If we want to delete a topic, we issue the following command. Take note that, if the configuration delete.topic.enabled is not set, the topic will just be marked for deletion, not removed:

docker exec -t -i kafkalab_kafka_1 /opt/kafka/bin/kafka-topics.sh 
--delete --zookeeper ${MY_IP}:2181 --topic test

Other Kafka admin operations

Let’s now see other Kafka admin operations. First, let’s create a new topic to test it out:

docker exec -t -i kafkalab_kafka_1 /opt/kafka/bin/kafka-topics.sh 
--create --zookeeper ${MY_IP}:2181 --replication-factor 1 
--partitions 3 --topic mytopic

The first operation we will see is preferred replica election. When Kafka creates a topic, at first, the partition leaders are spread out as evenly as possible, reducing impact risks on nodes going down. However, after some time, this distribution could be compromised, due to nodes going down and up several times, inducing on several rebalances. This could be specially problematic on a small cluster.

The preferred replica election operation tries to rebalance a topic to as closest as possible to his original partition leader distribution, solving the distribution problem. This is done with the following command:

docker exec -t -i kafkalab_kafka_1 
/opt/kafka/bin/kafka-preferred-replica-election.sh 
--zookeeper ${MY_IP}:2181

IMPORTANT: This command triggers rebalances on all topics from the cluster, so it must be used with care.

We can also trigger rebalance for just one topic, by writing a JSON file like this:

{
  "partitions": [
    {
      "partition": 1,
      "topic": "mytopic"
    },
    {
      "partition": 2,
      "topic": "mytopic"
    },
    {
      "partition": 3,
      "topic": "mytopic"
    }
  ]
}

And running the command like this:

docker exec -t -i kafkalab_kafka_1 
/opt/kafka/bin/kafka-preferred-replica-election.sh 
--zookeeper ${MY_IP}:2181 
--path-to-json-file rebalance-example.json

PS: Before running the command, it is necessary to copy the file to the container where it will run the command.

Another useful command is reassigning of replicas.

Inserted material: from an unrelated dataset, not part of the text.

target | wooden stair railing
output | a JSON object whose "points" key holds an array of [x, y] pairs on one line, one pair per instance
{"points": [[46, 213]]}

This is useful, for example, if we want to isolate a broker from the cluster, that it will be removed for maintenance, or if a new broker is added and need to receive his share of topics in order to balance the cluster.

The first step is to generate a file that will be used to request a proposal to partition moves. We write the following file, calling “partition-req.json”:

{
 "topics": [
 {
 "topic": "mytopic"
 }
 ],
 "version": 1
}

On our stack, we have only 3 nodes, so reassign proposal can fail due to the cluster been so small. We change our start cluster shell as follows and run again:

#!/usr/bin/env bash

export MY_IP=`ip route get 1 | awk '{print $NF;exit}'`
docker-compose up -d --scale kafka=6

We then execute the following command. Remember to copy the file to the container first:

docker exec -t -i kafkalab_kafka_1 
/opt/kafka/bin/kafka-reassign-partitions.sh 
--zookeeper ${MY_IP}:2181 --generate 
--topics-to-move-json-file partition-req.json 
--broker-list 1004,1005,1006

IMPORTANT: We can copy the file as follows:

docker cp partition-req.json kafkalab_kafka_1:/partition-req.json

On the command above, we ask Kafka that we want to redistribute the replica set from the current brokers to the brokers 1004,1005 and 1006. We receive the following output, with the actual distribution and a proposed one:

Current partition replica assignment 
{"version":1,"partitions":[{"topic":"mytopic","partition":2,"replicas":[1001]
,"log_dirs":["any"]},{"topic":"mytopic","partition":1,"replicas":[1003],
"log_dirs":["any"]},{"topic":"mytopic","partition":0,"replicas":[1002],
"log_dirs":["any"]}]}

Proposed partition reassignment configuration 
{"version":1,"partitions":[{"topic":"mytopic","partition":2,"replicas":[1005]
,"log_dirs":["any"]},
{"topic":"mytopic","partition":1,"replicas":[1004],
"log_dirs":["any"]},{"topic":"mytopic","partition":0,"replicas":[1006],
"log_dirs":["any"]}]}

The first JSON can be saved for rolling back, in case anything goes wrong. Let’s save the second JSON on a file called replica-proposal.json:

{"version":1,"partitions":[{"topic":"mytopic","partition":2,
"replicas":[1005],"log_dirs":["any"]},
{"topic":"mytopic","partition":1,"replicas":[1004]
,"log_dirs":["any"]},{"topic":"mytopic","partition":0
,"replicas":[1006],"log_dirs":["any"]}]}

Finally, we run the replica assignment command, using the proposed distribution file as parameter – don’t forget to copy the file to the container first -, as follows:

docker exec -t -i kafkalab_kafka_1 
/opt/kafka/bin/kafka-reassign-partitions.sh 
--zookeeper ${MY_IP}:2181 --execute 
--reassignment-json-file replica-proposal.json

We will receive a output like this:

Current partition replica assignment {"version":1,"partitions":
[{"topic":"mytopic","partition":2,"replicas":[1001],"log_dirs":["any"]}
,{"topic":"mytopic","partition":1,"replicas":[1003],"log_dirs":["any"]}
,{"topic":"mytopic","partition":0,"replicas":[1002],"log_dirs":["any"]}]}

Save this to use as the --reassignment-json-file option during rollback

Successfully started reassignment of partitions.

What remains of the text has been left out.